Colloquium on January 7th, 2008

Hiroki Sayama
Binghamton University, State University of New York, USA

Self-organizing structures and behaviors of heterogeneous self-propelled particle swarm models

Self-propelled particle swarm models are computational
models of many particles that are capable of autonomous acceleration
and local kinetic interaction. Their dynamics have been studied in
physics and theoretical biology communities because of their useful
implications for the understanding of collective behavior of various
autonomous agents, such as bacteria, fish, birds, and pedestrians.
Most of earlier studies focused solely on homogeneous particle swarms,
assuming that the same set of kinetic rules uniformly applies to all
the particles. Here we extend our scope to heterogeneous swarms in
which more than one type of particles can co-exist.
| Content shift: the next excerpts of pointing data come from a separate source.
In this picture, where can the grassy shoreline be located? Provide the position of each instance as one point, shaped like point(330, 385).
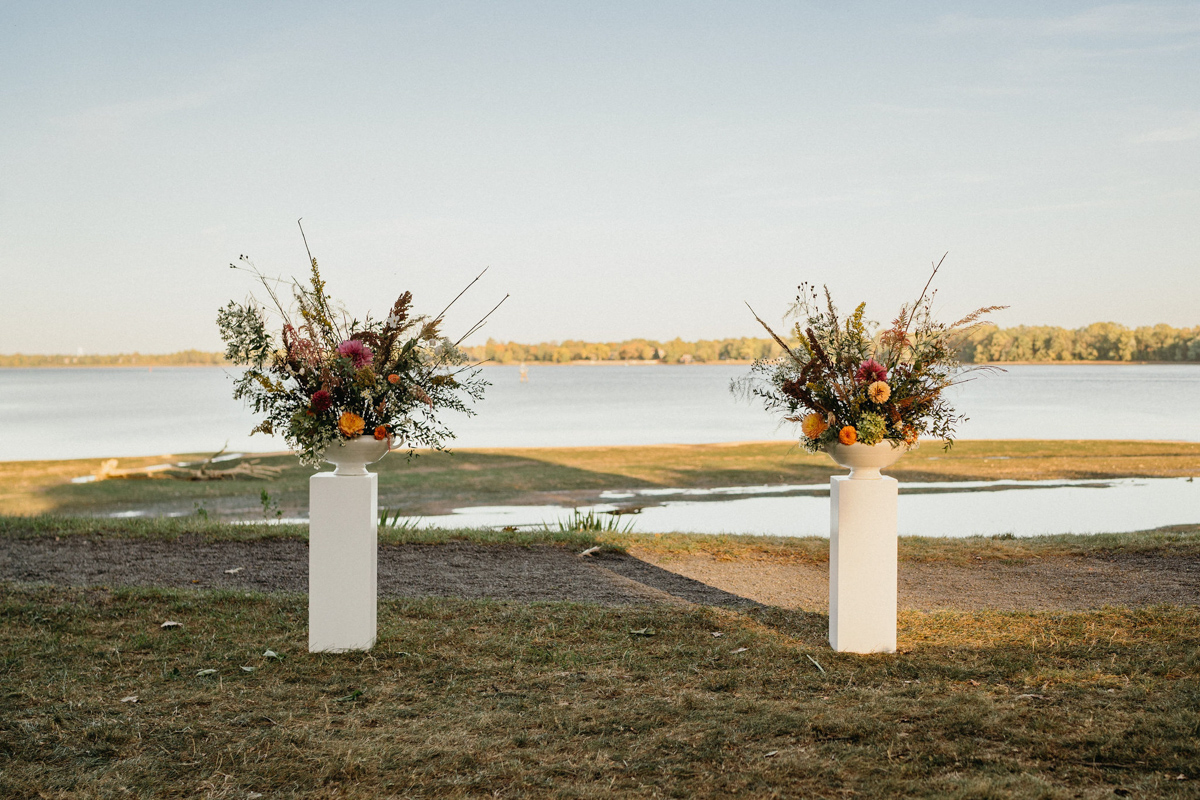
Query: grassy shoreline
point(1176, 541)
point(437, 482)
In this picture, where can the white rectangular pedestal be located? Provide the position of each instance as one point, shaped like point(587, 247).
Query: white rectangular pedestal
point(863, 565)
point(342, 561)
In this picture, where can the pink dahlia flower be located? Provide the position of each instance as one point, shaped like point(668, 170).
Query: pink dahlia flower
point(359, 354)
point(870, 371)
point(322, 401)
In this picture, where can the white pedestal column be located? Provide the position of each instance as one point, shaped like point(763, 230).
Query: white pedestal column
point(863, 565)
point(342, 561)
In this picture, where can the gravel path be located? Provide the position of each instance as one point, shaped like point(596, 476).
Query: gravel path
point(553, 573)
point(1063, 583)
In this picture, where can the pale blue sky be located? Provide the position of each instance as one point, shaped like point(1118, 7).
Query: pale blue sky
point(624, 168)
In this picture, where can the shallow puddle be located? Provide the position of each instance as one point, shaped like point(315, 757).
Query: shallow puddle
point(966, 509)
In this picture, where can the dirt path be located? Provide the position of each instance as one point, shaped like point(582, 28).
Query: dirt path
point(1063, 583)
point(553, 573)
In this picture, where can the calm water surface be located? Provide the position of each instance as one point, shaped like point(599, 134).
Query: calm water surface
point(954, 510)
point(112, 411)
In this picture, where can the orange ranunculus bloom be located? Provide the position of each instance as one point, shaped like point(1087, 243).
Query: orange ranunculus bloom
point(814, 425)
point(351, 425)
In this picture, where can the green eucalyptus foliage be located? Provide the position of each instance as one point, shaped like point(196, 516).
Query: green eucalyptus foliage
point(390, 378)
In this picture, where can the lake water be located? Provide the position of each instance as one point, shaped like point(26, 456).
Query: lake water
point(113, 411)
point(953, 510)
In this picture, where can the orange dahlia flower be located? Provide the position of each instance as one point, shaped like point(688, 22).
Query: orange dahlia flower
point(351, 425)
point(814, 425)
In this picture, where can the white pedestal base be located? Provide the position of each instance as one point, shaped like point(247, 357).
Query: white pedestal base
point(342, 561)
point(863, 565)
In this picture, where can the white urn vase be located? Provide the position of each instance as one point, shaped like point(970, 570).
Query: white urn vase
point(352, 456)
point(864, 462)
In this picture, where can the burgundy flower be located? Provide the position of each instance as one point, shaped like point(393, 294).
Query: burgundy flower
point(870, 371)
point(322, 401)
point(359, 354)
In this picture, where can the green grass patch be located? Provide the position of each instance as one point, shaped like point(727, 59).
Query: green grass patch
point(169, 529)
point(1173, 541)
point(501, 699)
point(1182, 541)
point(438, 482)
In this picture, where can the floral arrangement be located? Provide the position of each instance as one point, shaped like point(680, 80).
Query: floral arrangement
point(845, 382)
point(327, 377)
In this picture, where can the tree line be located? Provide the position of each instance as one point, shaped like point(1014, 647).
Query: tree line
point(673, 352)
point(1096, 342)
point(1038, 343)
point(181, 359)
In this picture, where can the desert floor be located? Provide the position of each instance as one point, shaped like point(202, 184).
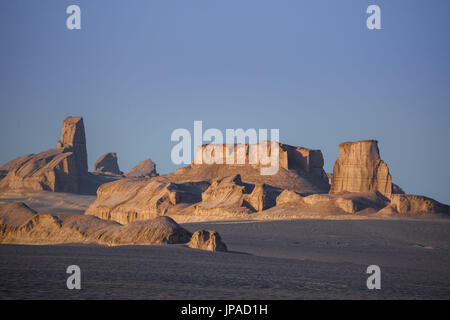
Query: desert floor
point(300, 259)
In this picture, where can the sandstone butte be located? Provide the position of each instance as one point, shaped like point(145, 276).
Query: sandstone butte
point(128, 209)
point(145, 168)
point(22, 225)
point(62, 169)
point(361, 185)
point(107, 164)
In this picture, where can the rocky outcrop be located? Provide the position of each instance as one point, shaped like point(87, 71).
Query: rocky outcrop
point(146, 168)
point(218, 191)
point(360, 169)
point(107, 164)
point(73, 139)
point(230, 196)
point(264, 154)
point(207, 240)
point(20, 224)
point(408, 204)
point(132, 199)
point(63, 169)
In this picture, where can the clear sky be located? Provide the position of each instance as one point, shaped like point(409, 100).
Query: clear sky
point(137, 70)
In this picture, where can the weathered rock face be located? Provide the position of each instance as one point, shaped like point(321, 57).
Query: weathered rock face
point(230, 196)
point(360, 169)
point(133, 199)
point(146, 168)
point(207, 240)
point(264, 154)
point(20, 224)
point(73, 139)
point(63, 169)
point(107, 164)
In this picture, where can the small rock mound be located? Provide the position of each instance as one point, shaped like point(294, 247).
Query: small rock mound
point(207, 240)
point(108, 164)
point(146, 168)
point(161, 230)
point(408, 204)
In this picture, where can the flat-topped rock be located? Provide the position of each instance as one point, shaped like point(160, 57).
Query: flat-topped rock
point(145, 168)
point(107, 164)
point(207, 240)
point(360, 169)
point(62, 169)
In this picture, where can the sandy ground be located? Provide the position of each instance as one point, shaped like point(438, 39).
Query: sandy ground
point(302, 259)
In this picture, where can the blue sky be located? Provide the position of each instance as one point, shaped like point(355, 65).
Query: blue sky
point(137, 70)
Through extensive
computer simulations we studied what kind of patterns/motions could
emerge out of the mixtures of multiple types of particles, and found
that heterogeneous self-propelled particle swarms usually undergo
spontaneous phase separation, often leading to the formation of
multilayer structures. Driven by their own endogenous forces, the
aggregates of particles may additionally show more dynamic macroscopic
behaviors, including oscillation, rotation, and linear or even chaotic
motion. Evolutionary exploration further revealed the possibility of
more complex, even biological-looking structures and behaviors when
several different types are blended. These results suggest a novel
direction of understanding and engineering collective behavior of
physical agents such as distributed robotic systems.